What could be simpler? We want more green, less yellow, and absolutely no red in our programs. We can’t escape the yellow marker: if we like (I only say
if we like) Ruby on Rails, we like the fact that our code has lots of green, because it’s written in a DSL aimed at CRUD applications on the web. But if we look inside Rails, we see lots of stuff that is yellow or—horribly for us—red. The yellow under the covers makes the green in our code possible.
(Ad: Raymond Smullyan introduces Godel's incompleteness theorems and some interesting related results though puzzles about knights, knaves, and their ability to become self-aware.
) (I dare say that this was once the philosophy behind enterprisey stuff like SOAP and J2EE. Somebody, somewhere felt that these frameworks could help programmers write stuff that focused on the task at hand and left the accidental difficulties, the “gory details” as they were, to the framework.)
ConcentrationThis is the principle behind structured programming and every programming language where we can build our own abstractions.
It’s not that we eliminate the yellow. Rather, we shift it away from the green so that there's one nice place where everything is green: we say that this is our solution, this is our idea. And there's this other mass of yellow that makes the green work, we say this is our infrastructure, this is the hardest working code in show business.
The opposite of this is where the green and yellow is all mixed up. This is why
Design Patterns are a sign of weakness, not of strength. With a pattern, you have yellow code intermingled with your green code. You may be so used to it you think you don’t see the yellow, but nevertheless your Visitor or your Singleton or your Adapter is there taking up space and diluting your ideas.
At a finer level, this is why iteration—especially when we maintain our own index variables—is weaker code than mapping and folding.

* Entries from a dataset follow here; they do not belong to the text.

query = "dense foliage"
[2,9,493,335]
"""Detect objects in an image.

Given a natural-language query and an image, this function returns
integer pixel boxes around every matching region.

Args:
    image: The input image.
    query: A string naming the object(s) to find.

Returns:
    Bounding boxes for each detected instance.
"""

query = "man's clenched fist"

Yellow code like
++i;
is sprayed all over our problem logic.
When the green is all in once place, we can look at it and verify it and think about it with our
Inherent Difficulty hat on. And by segregating all of the yellow code into its own place, we can look at it and verify it and think about it with our Accidental Difficulty or
Implementation hat on.
Further to that, my experience is that our green code sometimes changes in really fundamental ways. Requirements change, our understanding changes, and we must make drastic changes to the fundamental logic behind our programs. When the green is in one place, you change it and—cross your fingers—you’re done.
The yellow code is as obstinate and coupled and messy as ever, but you don’t touch it. When your code is intermingles, the slightest change to your program logic breaks all of your infrastructure and patterns in unpredictable ways. Coupling in yellow code is bad, but coupling yellow code to green code is hideous.
That's the appeal of Domain-Specific Languages and Metaprogramming. When done right, there's no less implementation or accidentally difficult code, but it’s sharply separated from the code that solves the inherent difficulties of our problem.
So, does size matter?I’m very comfortable with the idea that some languages enable more green and less yellow through sheer economy of expression. But I’m also comfortable with the idea that other languages may offer more green and less yellow or more separation of green and yellow through different mechanisms.
If two programs do much the same thing and one is smaller than the other, I’m not going to jump right up and say that the former is
necessarily better or that the former’s language/framework/libraries are necessarily better.
At the moment, I want to look at them both and start colouring. If the longer program has more green code, or has it all in one place, or if the shorter program is marred by red… I’m inclined to say the short one isn’t the best we can do.
So… if expressiveness is measured by economy of expression, I don’t think it is always better. And should we pursue economy at the expense of separating the solution to inherent and accidental difficulties, I think we make our code less worse, not better.